2. The method of claim 1 , wherein the user-device alternates between performing an act of attempting to connect with its determined best serving base station and skipping the act of attempting to connect with its best serving base station as the user-device traverses cells within the mobile network.
3. The method of claim 1 , further comprising responsive to skipping the act of determining the new best serving base station within the second cell, performing an interference cancellation routine to compensate for interference from the second base station within the second cell of the mobile network.
4. The method of claim 1 , further comprising detecting a speed of the user-device, wherein the act of skipping a determination of the new best serving base station is triggered by the detected speed of the user-device.
5. The method of claim 4, wherein for a defined threshold value, the act of skipping a determination of the new best serving base station within the second cell is triggered by the detected speed being greater than the defined threshold value.
6. The method of claim 1 , further comprising determining a current base station intensity, wherein the act of skipping a determination of the new best serving base station is triggered by at least the determined base station intensity.

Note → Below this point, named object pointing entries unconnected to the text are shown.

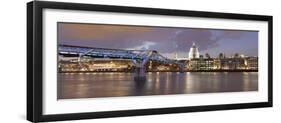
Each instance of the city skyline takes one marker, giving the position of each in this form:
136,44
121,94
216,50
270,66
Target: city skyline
165,40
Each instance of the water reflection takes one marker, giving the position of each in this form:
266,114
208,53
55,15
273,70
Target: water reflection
90,85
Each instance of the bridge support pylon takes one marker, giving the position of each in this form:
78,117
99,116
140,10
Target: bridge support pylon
140,74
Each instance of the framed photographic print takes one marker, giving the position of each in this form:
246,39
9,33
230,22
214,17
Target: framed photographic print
96,61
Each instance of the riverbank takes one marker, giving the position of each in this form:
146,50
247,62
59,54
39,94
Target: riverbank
161,71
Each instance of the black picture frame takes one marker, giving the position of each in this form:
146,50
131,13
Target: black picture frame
35,69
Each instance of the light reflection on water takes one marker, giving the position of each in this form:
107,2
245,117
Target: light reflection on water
91,85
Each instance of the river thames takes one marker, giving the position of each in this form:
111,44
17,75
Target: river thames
113,84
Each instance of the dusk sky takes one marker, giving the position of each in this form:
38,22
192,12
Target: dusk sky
167,41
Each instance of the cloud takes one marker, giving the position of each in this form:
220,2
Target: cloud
164,40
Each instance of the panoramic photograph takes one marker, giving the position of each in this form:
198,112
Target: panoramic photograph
109,60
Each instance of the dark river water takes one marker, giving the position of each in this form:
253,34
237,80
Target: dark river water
91,85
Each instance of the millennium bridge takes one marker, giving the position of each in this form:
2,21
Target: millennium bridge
139,58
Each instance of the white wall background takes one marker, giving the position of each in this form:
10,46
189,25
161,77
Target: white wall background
13,61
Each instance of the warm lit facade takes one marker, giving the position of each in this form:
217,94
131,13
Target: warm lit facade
193,52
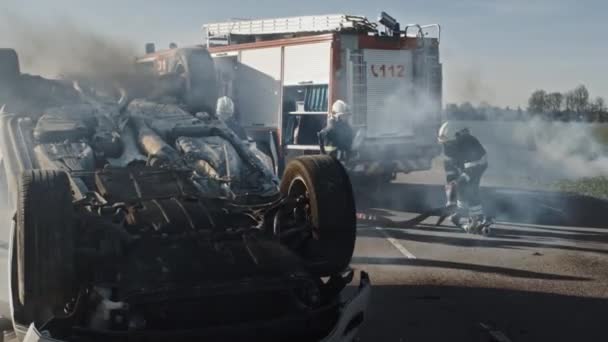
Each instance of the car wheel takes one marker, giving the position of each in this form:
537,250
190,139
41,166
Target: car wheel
329,211
43,242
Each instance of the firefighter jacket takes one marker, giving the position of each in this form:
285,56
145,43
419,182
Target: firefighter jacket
338,134
464,157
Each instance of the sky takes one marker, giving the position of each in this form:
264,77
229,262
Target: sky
497,51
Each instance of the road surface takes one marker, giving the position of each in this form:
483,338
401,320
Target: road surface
540,277
543,276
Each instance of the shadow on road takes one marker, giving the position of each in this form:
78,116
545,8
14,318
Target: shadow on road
521,206
510,272
446,313
467,241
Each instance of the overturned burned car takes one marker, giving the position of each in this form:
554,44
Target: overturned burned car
136,220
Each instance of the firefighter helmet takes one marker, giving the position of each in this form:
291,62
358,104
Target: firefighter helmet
449,132
225,108
340,107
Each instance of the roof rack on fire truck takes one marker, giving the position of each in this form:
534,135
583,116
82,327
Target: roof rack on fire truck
229,32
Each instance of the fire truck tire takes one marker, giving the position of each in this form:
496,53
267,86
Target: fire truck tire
330,211
9,66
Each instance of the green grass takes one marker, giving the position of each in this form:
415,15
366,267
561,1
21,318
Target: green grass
594,187
601,134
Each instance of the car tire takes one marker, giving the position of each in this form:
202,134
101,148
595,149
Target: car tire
331,211
44,244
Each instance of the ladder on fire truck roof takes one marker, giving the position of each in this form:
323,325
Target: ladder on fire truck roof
291,25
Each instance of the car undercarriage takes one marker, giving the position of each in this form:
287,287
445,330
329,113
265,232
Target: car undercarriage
138,220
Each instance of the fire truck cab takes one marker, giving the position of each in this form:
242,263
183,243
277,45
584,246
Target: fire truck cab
285,73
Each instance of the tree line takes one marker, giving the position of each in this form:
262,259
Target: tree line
573,105
484,111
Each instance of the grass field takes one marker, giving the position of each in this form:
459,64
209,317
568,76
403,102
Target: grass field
594,187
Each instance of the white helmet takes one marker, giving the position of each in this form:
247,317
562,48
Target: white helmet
449,132
225,108
340,107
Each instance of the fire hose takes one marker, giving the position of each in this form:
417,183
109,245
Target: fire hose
379,220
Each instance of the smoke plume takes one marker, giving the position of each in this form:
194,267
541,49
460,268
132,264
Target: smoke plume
65,49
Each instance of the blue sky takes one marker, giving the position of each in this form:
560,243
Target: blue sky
492,50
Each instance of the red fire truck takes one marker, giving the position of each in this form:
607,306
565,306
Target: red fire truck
285,73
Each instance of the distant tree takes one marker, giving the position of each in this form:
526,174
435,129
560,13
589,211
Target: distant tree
598,109
554,102
579,101
598,105
520,113
537,104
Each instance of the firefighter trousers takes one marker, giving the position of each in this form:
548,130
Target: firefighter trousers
469,199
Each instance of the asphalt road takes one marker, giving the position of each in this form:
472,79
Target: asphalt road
540,277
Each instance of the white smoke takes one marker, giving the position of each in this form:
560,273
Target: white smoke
404,111
571,148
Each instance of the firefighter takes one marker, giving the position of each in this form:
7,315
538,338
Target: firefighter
337,137
465,162
225,112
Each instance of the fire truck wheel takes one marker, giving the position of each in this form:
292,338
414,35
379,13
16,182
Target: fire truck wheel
323,188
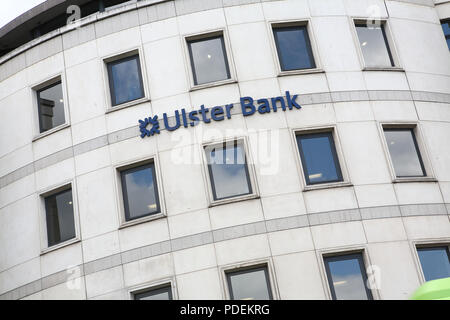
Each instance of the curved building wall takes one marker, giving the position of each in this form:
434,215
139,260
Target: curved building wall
285,224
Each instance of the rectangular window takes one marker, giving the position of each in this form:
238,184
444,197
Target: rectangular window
404,152
435,262
294,48
50,106
374,45
446,29
249,284
228,170
319,158
125,80
347,277
140,191
59,217
161,293
209,60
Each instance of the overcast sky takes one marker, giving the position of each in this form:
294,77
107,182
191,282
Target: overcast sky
10,9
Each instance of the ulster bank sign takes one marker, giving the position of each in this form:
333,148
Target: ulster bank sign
150,126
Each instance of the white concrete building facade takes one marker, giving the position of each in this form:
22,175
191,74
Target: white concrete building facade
282,222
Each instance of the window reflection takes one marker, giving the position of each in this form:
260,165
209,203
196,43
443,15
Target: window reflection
140,192
209,60
228,170
294,48
347,277
249,284
435,262
51,107
374,45
404,153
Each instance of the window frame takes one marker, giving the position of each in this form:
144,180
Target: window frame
339,154
196,37
254,264
312,46
41,196
134,164
42,85
107,79
389,40
250,172
420,147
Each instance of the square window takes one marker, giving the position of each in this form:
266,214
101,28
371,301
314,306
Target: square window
404,152
374,45
125,80
294,48
160,293
228,170
50,106
140,191
446,29
347,277
319,158
209,60
435,262
59,217
249,284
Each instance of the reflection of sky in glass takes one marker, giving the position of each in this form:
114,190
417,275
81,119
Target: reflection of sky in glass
126,80
251,285
318,158
374,46
435,262
60,221
403,152
347,279
157,294
229,172
51,106
209,60
294,48
141,193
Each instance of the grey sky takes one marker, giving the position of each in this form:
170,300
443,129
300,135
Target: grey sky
10,9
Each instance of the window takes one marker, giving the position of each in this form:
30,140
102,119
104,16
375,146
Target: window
293,47
228,170
59,217
404,152
347,277
319,158
140,191
435,262
374,45
50,106
160,293
208,59
249,284
446,29
125,80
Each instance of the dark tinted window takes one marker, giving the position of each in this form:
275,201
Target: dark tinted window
250,284
59,216
51,107
435,262
125,80
446,29
347,277
374,45
404,152
164,293
140,192
228,170
294,48
209,60
319,158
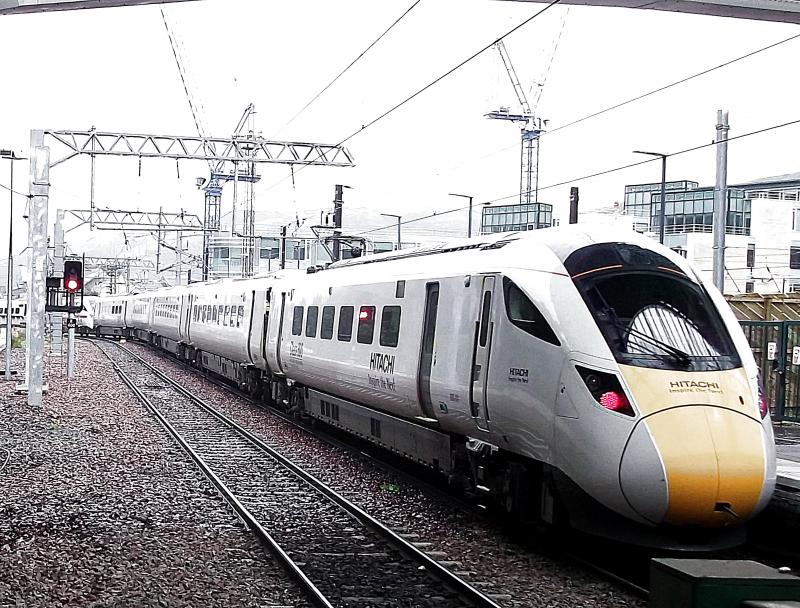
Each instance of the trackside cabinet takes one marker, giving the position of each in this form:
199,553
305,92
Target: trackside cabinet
717,583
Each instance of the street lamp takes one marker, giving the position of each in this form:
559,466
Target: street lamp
398,226
9,154
661,212
469,223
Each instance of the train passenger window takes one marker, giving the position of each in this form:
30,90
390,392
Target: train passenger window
524,314
311,321
486,308
390,325
366,325
345,333
326,331
297,322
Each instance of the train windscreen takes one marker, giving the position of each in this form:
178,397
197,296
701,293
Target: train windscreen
653,315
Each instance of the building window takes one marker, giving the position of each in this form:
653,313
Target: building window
345,332
297,322
390,325
366,325
794,258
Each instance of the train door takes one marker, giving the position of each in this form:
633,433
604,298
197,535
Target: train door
481,353
250,325
267,301
280,332
186,311
427,355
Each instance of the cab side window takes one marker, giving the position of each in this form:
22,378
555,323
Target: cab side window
524,314
297,321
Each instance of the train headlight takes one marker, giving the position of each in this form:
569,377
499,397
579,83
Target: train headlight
606,390
763,404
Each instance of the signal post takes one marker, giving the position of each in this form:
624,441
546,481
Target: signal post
66,295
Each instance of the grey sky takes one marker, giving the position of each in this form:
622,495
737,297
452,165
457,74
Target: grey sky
114,69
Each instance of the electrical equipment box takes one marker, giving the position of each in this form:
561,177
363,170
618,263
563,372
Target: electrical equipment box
717,583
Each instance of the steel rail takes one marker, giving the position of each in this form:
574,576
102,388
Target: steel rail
449,579
317,597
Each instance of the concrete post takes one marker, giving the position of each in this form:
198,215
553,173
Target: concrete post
721,199
37,241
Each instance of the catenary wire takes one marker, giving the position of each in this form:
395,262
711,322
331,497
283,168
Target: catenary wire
672,84
589,176
419,92
350,65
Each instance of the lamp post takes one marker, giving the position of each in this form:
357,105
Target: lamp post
469,223
398,217
9,154
661,212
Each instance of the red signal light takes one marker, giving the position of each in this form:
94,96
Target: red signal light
73,275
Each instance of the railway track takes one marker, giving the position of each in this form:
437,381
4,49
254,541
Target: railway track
339,555
619,576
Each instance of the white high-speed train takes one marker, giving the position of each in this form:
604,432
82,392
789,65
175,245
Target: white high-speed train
567,373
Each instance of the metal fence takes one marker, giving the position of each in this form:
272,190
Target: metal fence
776,348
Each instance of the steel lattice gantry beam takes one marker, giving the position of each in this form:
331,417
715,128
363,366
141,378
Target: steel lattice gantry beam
94,262
247,148
109,219
15,7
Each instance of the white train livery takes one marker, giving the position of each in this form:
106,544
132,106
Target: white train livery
568,373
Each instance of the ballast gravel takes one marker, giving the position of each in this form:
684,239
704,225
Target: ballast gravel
99,507
472,547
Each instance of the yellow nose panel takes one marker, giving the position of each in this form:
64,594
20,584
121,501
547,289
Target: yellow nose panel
706,427
714,463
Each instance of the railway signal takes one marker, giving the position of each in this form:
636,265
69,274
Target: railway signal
73,276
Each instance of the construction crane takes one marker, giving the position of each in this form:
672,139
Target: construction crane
213,198
532,128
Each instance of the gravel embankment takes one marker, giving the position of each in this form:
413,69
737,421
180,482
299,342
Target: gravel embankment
99,507
515,575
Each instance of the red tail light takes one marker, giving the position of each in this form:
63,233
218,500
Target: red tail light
763,405
606,390
614,401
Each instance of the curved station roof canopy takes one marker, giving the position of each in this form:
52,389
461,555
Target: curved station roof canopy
787,11
12,7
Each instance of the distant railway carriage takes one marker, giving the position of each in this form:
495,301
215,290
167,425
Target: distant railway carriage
565,373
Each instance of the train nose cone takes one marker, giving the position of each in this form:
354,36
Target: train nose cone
711,458
642,477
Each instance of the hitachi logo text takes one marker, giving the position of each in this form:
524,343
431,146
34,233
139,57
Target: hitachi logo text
381,363
693,384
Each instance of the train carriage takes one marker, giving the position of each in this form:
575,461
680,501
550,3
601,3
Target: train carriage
567,374
109,316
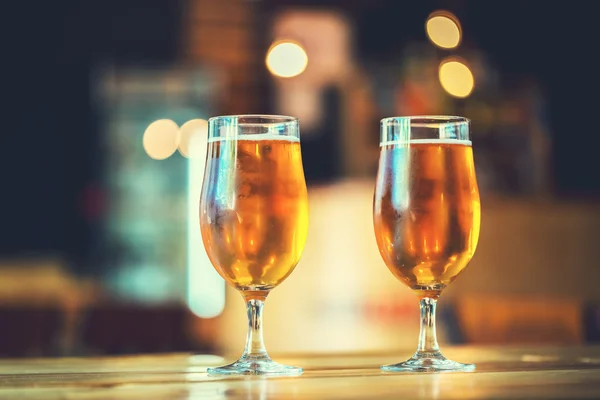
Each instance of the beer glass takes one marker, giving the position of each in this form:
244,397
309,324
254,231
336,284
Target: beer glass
426,215
254,218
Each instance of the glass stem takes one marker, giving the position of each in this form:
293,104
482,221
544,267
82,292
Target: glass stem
255,346
427,338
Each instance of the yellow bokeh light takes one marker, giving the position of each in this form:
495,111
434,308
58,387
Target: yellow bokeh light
286,59
456,78
161,139
195,128
443,29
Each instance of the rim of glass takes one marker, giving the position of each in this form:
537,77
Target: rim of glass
426,121
256,119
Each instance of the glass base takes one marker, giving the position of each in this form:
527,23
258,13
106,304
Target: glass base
263,366
429,362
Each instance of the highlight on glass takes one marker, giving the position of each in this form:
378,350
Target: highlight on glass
254,218
426,214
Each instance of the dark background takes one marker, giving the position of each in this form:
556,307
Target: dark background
50,164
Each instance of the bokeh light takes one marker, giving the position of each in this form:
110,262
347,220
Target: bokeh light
456,78
195,128
160,139
443,29
286,59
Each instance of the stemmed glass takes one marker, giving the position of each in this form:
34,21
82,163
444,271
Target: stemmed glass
254,218
426,215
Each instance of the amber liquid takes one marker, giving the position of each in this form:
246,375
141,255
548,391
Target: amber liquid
254,210
426,211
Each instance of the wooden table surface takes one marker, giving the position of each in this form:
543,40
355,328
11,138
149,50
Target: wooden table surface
507,372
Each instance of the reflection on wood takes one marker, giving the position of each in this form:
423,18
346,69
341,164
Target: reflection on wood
519,373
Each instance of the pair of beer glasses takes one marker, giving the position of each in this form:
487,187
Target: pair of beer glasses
254,217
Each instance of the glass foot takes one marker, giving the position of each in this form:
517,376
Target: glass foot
429,362
256,366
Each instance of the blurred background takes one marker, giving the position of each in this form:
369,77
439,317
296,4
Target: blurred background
100,251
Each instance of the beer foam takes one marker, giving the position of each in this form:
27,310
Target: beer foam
426,141
254,137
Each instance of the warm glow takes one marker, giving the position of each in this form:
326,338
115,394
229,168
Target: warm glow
195,128
286,59
456,78
443,29
160,139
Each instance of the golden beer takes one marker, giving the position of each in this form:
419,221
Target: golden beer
427,211
254,209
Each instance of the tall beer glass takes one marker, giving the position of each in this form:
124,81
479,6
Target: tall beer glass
254,218
426,215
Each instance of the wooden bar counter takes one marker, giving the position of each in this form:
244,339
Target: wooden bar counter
502,373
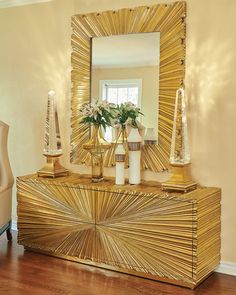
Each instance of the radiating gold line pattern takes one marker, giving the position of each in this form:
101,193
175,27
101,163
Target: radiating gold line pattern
138,229
169,20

7. The method of claim 6, wherein for a defined threshold value, the act of skipping a determination of the new best serving base station within the second cell is triggered by the base station intensity being greater than the defined threshold value.
8. The method of claim 1 , wherein the mobile network comprises a cellular network.
9. The method of claim 1 , wherein the mobile network comprises a wireless local area network.
10. An apparatus comprising:
a processor;
a transceiver configured to communicate with a mobile network; and a communication link handover routine executed by the processor to:
establish a connection with a best serving base station in a first cell of
the mobile network, wherein the best serving base station in the first cell is a first base station;
after relocating to a second cell of the mobile network, maintain the connection with the first base station in the first cell by skipping connecting with a best serving base station in the second cell; and
after relocating to a third cell of the mobile network, establish a connection to a best serving base station in the third cell of the mobile network.
11. The apparatus of claim 10, wherein the apparatus alternates between establishing a connection with best serving base station and skipping establishing the connection with the best serving base station as the user-device travels across cells within the mobile network.
12. The apparatus of claim 10, wherein the communication link handover routine is programmed to determine a current base station intensity, wherein the act of skipping connecting with the best serving base station in the second cell is triggered by at least the determined base station intensity, wherein for a defined threshold value, the act of skipping a connecting with the best serving base station in the second cell is triggered by the base station intensity being greater than the defined threshold value.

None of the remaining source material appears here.